O ponto de maior tensão no relatório de Alfredo Gaspar era o pedido de indiciamento e até a sugestão de prisão preventiva para Fábio Luís Lula da Silva, empresário e filho do presidente Luiz Inácio Lula da Silva. Segundo a tese do relator, existiam "indícios concretos" de que o empresário, conhecido como Lulinha, poderia tentar fugir para escapar de eventuais punições judiciais. O parlamentar sustentava que o filho do presidente teria recebido repasses financeiros de Antonio Carlos Camilo Antunes, apelidado de Careca do INSS, que é apontado pela Polícia Federal como o mentor de um esquema de descontos indevidos em aposentadorias.
A sessão, que teve início na manhã de sexta-feira (27), estendeu-se por mais de quinze horas sob forte pressão política. Enquanto a oposição defendia o texto rigoroso de Alfredo Gaspar, parlamentares alinhados ao governo tentavam emplacar um relatório alternativo. Esse segundo documento focava em outros nomes, sugerindo o indiciamento do ex-presidente Jair Bolsonaro, do senador Flávio Bolsonaro e de figuras do setor financeiro, como o empresário Daniel Vorcaro, dono do Banco Master. Entretanto, o presidente da comissão, senador Carlos Viana, encerrou os trabalhos logo após a rejeição do primeiro texto, sem colocar a proposta governista em votação.
Apesar da derrota política no colegiado, o senador Carlos Viana garantiu que o esforço da investigação não será totalmente perdido. Ele confirmou que enviará cópias integrais do relatório rejeitado para o Supremo Tribunal Federal (STF) e para a Procuradoria-Geral da República (PGR). Em tom de despedida, o parlamentar lamentou a falta de consenso. "É uma pena que a gente não tenha completado o trabalho com o relatório completamente aprovado. Eu saio daqui de cabeça erguida de que fizemos o nosso trabalho, que lutamos e demos ao brasil respostas", declarou Carlos Viana após o encerramento da última reunião.
O impacto da rejeição atinge uma lista extensa de autoridades citadas no processo. Entre os nomes que constavam no pedido de indiciamento estavam ex-ministros como José Carlos Oliveira e Carlos Lupi, além de políticos experientes como José Sarney Filho e o senador Weverton Rocha.
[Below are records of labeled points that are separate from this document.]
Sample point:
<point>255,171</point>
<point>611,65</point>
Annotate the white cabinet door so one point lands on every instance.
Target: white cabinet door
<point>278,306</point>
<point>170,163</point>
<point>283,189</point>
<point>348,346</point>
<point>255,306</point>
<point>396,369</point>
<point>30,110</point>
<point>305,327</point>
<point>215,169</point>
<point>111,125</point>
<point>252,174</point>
O relatório também mirava a cúpula administrativa do INSS e da Dataprev, mencionando nomes como Alessandro Antônio Stefanutto, Leonardo Rolim e Rodrigo Ortiz D'Avila Assumpção, acusando-os de omissão ou facilitação no esquema que prejudicou milhares de aposentados brasileiros.
Agora, o material acumulado em seis meses de quebras de sigilo e depoimentos segue para as autoridades de fiscalização. Como as CPIs não possuem poder de condenação direta, caberá ao Ministério Público decidir se apresentará denúncias criminais com base nas provas colhidas. O encerramento ocorre após o STF barrar a prorrogação dos prazos da comissão, forçando o desfecho apressado neste fim de semana. A sociedade aguarda para saber se os órgãos de controle darão continuidade aos apontamentos sobre a rede criminosa que operava dentro da previdência social.